- Theatrical release poster
- Directed by: Pedro Olea
- Written by: Gonzalo Goicoechea Pedro Olea
- Starring: Sílvia Munt; José Luis López Vázquez; Mari Carrillo; Walter Vidarte; Patxi Bisquert; Iñaki Miramón;
- Cinematography: José Luis Alcaine
- Edited by: José Salcedo
- Music by: Carmelo Bernaola
- Release dates: February 1984 (Berlinale); 8 March 1984 (Spain);
- Running time: 109 minutes
- Country: Spain
- Language: Spanish

= Akelarre (film) =

1984 film

Akelarre (Note: Akelarre means "Witches' Sabbath" in Basque.) is a 1984 Spanish period drama film directed by Pedro Olea. The plot tackles witchcraft trials directed against the Araitz witches.
==Plot==
Set in Navarre at the end of the 16th century.

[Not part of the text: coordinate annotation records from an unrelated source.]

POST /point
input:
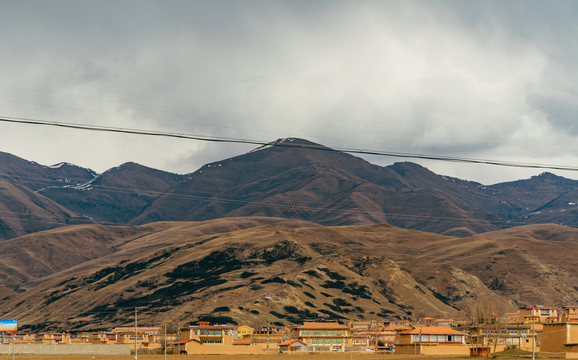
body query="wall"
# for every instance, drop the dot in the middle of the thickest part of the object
(433, 349)
(194, 347)
(62, 349)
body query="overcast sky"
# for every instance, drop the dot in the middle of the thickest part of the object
(482, 79)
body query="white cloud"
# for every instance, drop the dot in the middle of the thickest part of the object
(445, 78)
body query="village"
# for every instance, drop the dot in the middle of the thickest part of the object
(551, 331)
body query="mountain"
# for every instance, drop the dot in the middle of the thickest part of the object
(295, 179)
(23, 211)
(115, 196)
(257, 270)
(35, 176)
(327, 187)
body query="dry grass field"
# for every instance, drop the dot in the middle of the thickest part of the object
(276, 356)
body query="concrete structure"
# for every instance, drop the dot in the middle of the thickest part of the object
(541, 314)
(146, 337)
(569, 313)
(292, 345)
(323, 336)
(217, 339)
(502, 336)
(560, 340)
(432, 340)
(64, 349)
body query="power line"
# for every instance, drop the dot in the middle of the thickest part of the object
(209, 138)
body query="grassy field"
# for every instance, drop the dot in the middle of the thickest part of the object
(293, 356)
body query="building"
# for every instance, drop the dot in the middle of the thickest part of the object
(569, 314)
(560, 339)
(432, 340)
(541, 314)
(217, 339)
(498, 337)
(292, 345)
(143, 337)
(323, 336)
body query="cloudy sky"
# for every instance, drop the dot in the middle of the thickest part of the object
(478, 79)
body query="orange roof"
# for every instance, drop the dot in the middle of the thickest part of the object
(434, 330)
(289, 342)
(397, 328)
(246, 341)
(319, 326)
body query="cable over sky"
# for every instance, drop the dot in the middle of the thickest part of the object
(207, 138)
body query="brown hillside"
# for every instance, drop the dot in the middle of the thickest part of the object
(242, 273)
(23, 211)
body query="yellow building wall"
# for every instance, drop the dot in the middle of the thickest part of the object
(433, 349)
(194, 347)
(560, 338)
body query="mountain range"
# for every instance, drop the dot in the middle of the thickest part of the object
(328, 187)
(289, 231)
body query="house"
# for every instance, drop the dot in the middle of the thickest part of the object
(541, 314)
(245, 331)
(217, 339)
(323, 336)
(502, 336)
(569, 314)
(560, 339)
(144, 336)
(292, 345)
(54, 338)
(432, 340)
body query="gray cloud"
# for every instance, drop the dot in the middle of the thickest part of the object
(485, 79)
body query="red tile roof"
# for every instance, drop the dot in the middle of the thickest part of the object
(288, 342)
(321, 326)
(434, 330)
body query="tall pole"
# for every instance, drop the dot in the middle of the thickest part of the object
(351, 348)
(135, 336)
(533, 336)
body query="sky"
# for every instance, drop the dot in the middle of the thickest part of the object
(478, 79)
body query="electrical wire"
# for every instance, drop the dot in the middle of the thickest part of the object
(208, 138)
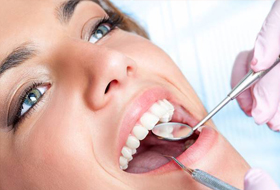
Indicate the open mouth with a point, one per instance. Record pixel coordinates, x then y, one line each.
143 152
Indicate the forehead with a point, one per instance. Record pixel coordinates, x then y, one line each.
20 18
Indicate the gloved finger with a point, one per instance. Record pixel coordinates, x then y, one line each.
240 69
266 93
274 123
267 45
256 179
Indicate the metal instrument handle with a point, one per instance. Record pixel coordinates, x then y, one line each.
211 181
249 80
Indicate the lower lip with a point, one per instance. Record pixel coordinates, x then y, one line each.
204 143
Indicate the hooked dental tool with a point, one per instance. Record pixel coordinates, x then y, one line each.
203 177
177 131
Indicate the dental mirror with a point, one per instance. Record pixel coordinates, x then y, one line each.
177 131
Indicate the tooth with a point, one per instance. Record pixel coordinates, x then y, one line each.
170 112
165 134
164 105
165 118
123 161
126 152
157 110
124 167
166 129
132 142
149 120
171 107
134 151
140 132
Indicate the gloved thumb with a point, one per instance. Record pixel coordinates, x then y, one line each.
256 179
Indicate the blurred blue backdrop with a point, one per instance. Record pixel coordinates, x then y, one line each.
203 38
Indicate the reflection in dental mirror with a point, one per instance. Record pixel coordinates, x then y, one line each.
172 131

Garazi is the granddaughter of a woman burned as a witch who confronts the Catholic Church again, but is ultimately freed by Unai Esparza and his men.

==Cast==
- Sílvia Munt as Garazi
- José Luis López Vázquez as Inquisitor
- Mary Carrillo as Amunia
- Walter Vidarte as Don Fermín de Andueza
- Patxi Bisquert as Unai
- Iñaki Miramón as Íñigo
- Mikel Garmendia
- Javier Loyola as Prior
- Sergio Mendizábal as Antxón
- Félix Rotaeta as J. de Areso

== Release ==
The film was entered into the 34th Berlin International Film Festival. It was released theatrically in Spain on 8 March 1984.